Live from the Center of the Universe is the first and only 24/7 television channel broadcasting to the world, in English, from Israel.

The channel was created, in part, to provide balance of viewpoints provided by mainstream news channels and Al Jazeera America.

Established by Rabbis Jay Schechter and Saruk Eshel in 2013, dual American-Israeli citizens, the Channel also provides voices from the Holy Land,
showcasing programming featuring the people, culture and spiritual beliefs of the people who call Israel their home.
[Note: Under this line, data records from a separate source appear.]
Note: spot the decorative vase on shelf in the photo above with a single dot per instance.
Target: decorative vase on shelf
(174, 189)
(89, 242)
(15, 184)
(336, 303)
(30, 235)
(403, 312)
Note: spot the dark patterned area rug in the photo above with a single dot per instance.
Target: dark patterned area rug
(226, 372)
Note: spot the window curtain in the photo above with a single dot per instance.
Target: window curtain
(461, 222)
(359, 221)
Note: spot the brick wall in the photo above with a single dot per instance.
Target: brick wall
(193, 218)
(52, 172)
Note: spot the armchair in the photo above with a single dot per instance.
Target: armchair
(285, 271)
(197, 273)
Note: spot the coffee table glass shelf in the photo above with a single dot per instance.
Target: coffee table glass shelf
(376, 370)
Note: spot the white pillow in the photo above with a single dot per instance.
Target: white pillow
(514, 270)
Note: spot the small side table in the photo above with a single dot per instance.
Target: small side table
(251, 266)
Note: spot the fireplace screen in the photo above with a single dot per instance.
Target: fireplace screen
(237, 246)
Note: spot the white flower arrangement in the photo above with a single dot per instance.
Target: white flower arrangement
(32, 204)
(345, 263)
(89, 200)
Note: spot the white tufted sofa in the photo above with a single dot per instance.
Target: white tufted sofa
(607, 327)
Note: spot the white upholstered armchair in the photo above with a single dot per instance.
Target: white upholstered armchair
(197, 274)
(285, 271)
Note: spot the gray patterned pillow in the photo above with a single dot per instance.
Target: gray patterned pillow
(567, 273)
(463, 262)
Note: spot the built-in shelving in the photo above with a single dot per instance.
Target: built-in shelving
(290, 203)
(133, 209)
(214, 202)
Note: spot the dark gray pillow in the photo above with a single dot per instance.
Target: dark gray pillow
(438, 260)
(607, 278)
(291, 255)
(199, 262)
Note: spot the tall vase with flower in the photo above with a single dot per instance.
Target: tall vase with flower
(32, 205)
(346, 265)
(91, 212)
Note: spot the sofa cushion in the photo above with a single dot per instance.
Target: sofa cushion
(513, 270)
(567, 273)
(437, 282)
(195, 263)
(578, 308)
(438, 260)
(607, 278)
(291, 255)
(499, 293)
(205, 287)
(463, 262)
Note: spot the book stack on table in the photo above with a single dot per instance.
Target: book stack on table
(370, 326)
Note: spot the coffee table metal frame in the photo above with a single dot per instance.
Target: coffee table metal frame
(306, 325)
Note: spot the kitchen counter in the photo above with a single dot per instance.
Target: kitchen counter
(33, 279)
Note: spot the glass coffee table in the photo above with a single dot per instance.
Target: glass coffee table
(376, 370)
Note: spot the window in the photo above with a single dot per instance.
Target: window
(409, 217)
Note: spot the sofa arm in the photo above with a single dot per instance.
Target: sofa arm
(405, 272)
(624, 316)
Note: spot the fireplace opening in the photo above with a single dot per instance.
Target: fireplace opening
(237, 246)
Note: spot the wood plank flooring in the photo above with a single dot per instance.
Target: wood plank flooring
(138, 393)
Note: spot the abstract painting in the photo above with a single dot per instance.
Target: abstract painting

The Channel airs programming promoting peace and understanding between Jews and Arabs as part of the peaceful existence of the State of Israel. LIVE does not engage in propaganda but rather focuses on providing a full and accurate representation of the current situation in Israel. The Channel is designed to speak on different levels
to Jews, Christians and Arabs.

A typical hour of programming on LIVE might contain news reports from Israel, an inspirational message from a religious leader, and a documentary about the history of Israel, including biblical, or about current conflicts in the region.
Programming also includes tourism and investment related videos produced by the State of Israel.

LIVE also provides multi-day television events such as Chanukkah Live! featuring diverse holiday programming, much of which comes from Israel.  The Channel also airs programming from the worldwide Jewish community.

Live from the Center of the Universe is carried on the FilmOn platform worldwide and is available on television via Apple TV and Roku.